Re-wilding your Neighborhood: Creating Beautiful, Bird-Friendly Hedgerows

If you live on a site that doesn’t have a whole lot of existing woodland and trees, you can recreate your own natural edge by considering a bird’s perspective. 

Many of us live in neighborhoods or on plots that lack any real place for the lovely birds, butterflies, and other wildlife  we love to call home. In the process of creating our homes, often woodlands are cut down, the soil is moved and disturbed, and we lose a lot of habitat. As Placemakers we have an incredible opportunity to re-create and regenerate these spaces for the animals we love to call home.

By creating a bird friendly hedge on the edge of your site, you can not only create places for local wildlife to live and thrive, but you can create a beautiful and functional privacy hedgerow. A proper hedgerow will rewild the edges of your property, creating home for local wildlife, and will also make your neighbors happy.

How to Create an Avian Sanctuary Along the Edges of Your Site:

It’s easy! Birds need three basic things: food, water, and shelter. A warm cozy place to nest and their favorite foods are all they need to pay you a visit. 

Food: Birds eat the fruit, seeds, and nectar from a variety of native plants. They also eat insects and other small animals that thrive in a healthy habitat.

Water: Birds drink fresh water wherever it collects–from rain or even leaking water fountains. They can also get moisture from food. They also love an elegant bird bath nearby in the garden for spring time splashing. 

Shelter: Native plants provide birds with safe places to sleep, hide from predators, and make nests for their young. Plants also give shade from the summer heat, shelter from winter cold, and a dry place when it rains.

Birds enjoying a bird bath in Spring
Oriental White Eye Zosteropiade palpebrosus birds bathe in a small pot.

Hedgerow Planting Design Tips:

Whenever creating a planting design, you want to include a variety of plants: some deciduous and some evergreen, a mixture of trees, shrubs, and groundcovers too. This will not only provide visual interest to the design, but also give birds and other local wildlife everything they need to thrive.

For the first planting row, closest to the edge of your site, you can plant high bushy things that can help block the view of a neighbor while also creating habitat. Plant high dense things. Mix evergreens and deciduous trees and shrubs and throw in some food plants like viburnums and plants that will mature into a tall hedgerow.

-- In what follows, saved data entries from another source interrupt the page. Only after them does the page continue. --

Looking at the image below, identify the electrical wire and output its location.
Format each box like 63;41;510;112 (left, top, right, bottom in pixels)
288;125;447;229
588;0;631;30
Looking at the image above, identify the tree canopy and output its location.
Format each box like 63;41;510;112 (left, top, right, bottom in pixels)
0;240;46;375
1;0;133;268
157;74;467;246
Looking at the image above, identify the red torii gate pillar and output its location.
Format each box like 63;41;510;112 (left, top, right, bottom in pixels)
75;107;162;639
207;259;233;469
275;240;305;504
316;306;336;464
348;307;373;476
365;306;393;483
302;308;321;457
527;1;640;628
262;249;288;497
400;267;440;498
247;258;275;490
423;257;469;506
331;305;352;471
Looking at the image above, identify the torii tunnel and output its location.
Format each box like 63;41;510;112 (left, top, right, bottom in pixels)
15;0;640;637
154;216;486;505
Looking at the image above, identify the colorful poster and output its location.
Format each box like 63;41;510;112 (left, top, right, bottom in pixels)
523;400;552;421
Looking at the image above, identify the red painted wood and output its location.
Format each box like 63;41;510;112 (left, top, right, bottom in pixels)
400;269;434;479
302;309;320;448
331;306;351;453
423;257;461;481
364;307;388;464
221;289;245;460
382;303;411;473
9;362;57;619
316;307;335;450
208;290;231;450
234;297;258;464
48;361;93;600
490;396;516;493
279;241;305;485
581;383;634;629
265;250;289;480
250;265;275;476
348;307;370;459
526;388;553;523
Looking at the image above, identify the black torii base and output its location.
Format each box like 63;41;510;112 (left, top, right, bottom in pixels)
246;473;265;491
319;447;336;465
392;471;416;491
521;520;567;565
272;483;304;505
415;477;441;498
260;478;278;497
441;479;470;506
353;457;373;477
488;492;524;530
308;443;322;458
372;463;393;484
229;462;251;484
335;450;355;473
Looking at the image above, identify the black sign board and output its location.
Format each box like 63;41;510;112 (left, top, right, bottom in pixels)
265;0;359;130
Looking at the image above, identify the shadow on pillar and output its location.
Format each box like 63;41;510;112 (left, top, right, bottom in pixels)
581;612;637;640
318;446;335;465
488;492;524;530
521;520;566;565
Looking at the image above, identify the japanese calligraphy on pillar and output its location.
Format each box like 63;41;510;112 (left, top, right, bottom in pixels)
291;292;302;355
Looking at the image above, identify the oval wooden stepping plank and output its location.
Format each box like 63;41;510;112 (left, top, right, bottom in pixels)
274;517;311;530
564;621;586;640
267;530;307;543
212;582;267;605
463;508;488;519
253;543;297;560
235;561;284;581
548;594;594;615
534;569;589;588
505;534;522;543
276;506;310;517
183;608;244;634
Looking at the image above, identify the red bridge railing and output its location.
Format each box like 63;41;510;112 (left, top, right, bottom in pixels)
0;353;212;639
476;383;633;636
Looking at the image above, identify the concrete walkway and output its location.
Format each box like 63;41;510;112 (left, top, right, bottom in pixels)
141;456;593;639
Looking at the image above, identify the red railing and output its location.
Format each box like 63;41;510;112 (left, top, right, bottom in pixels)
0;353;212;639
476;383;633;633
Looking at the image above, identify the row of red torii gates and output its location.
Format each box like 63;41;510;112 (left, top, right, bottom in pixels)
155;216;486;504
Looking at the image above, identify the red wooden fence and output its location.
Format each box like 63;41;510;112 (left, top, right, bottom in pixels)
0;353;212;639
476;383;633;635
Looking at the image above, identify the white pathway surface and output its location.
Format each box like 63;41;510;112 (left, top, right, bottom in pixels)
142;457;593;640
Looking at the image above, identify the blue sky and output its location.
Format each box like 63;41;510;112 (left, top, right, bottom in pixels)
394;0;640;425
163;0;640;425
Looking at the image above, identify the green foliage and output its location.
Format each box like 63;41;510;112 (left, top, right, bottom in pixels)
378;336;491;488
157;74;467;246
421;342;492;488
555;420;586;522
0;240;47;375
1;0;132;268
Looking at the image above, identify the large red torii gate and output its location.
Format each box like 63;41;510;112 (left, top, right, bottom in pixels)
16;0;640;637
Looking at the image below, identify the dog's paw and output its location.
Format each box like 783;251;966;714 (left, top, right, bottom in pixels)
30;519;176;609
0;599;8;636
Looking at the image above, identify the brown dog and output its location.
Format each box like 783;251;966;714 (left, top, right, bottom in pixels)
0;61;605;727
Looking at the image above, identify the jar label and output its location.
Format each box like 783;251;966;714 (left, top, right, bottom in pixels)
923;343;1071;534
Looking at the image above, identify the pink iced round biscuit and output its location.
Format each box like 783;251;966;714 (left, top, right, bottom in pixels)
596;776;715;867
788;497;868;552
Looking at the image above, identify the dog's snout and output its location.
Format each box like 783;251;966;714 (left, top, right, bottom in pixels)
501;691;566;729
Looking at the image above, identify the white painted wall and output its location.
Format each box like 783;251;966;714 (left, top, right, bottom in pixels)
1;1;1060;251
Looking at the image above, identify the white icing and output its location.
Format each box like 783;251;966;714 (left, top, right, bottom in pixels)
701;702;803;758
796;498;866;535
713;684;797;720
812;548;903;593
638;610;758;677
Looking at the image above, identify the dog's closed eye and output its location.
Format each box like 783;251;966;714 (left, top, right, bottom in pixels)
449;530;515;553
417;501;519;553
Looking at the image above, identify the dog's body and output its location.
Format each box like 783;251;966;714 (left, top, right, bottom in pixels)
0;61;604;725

Then, say five to ten feet in front of those plants depending on how much room you have/need you can plant a row of smaller plants. Maybe your first planting row includes trees and shrubs that will reach 20 to 30 feet tall. So for this second row, you would plant things that will mature to about 10 to 12 feet tall.

From there just cascade down with a row of some smaller shrubs and groundcovers like blueberry bushes or azaleas. Then at the very edge, assuming you have an open space that you use for entertaining or parking etc, that’s where you plant smaller things that may be 18 inches to three feet tall. By cascading down with your planting design, you’re giving a three dimensionality that a bird would need to feed, to rest, and to nest. 

Not only that, but this kind of design is aesthetically pleasing as it mimics woodland edges in nature. By thinking like a bird, we can create natural and beautiful edges to our home landscapes!

A lovely example of a hedgerow design, this one features a bilateral symmetry that highlights the central specimen tree as a focal point.

How to Find the Perfect Plants for Your Design:

Local and migratory birds have evolved to depend on native plants for food and shelter. By planting the native plants that they love in a hedge row together, they will have everything they need to RSVP to the hedge party. 

When it comes to choosing your plants, consider what types of birds you might want to attract. Some local birds are very omnivorous, but some have a very specific diet, and only eat from specific native plants.

To find great recommendations for plants for your hedgerow that are native to your area, check out the incredible database created by the Audubon Society.

All you do is search your zip code, and they will give you a list of lovely bird friendly plants native to your area. They even show you which specific birds they attract! You can explore the Audubon Database here:

A bird enjoying a garden hedge.

Lend Mother Nature a Hand and Help Rewild Your Neighborhood!

A European Goldfinch among frozen red rose hips.

With a little research and planning, you can turn the often overlooked edges of your garden into a vibrant and verdant hedgerow.

Your bird-friendly hedgerow will not only provide you beauty and privacy, but it will also provide habitat for local wildlife for years to come. Let’s re-wild the neighborhood!

Together, we’re making the world a greener more beautiful place, one garden at a time.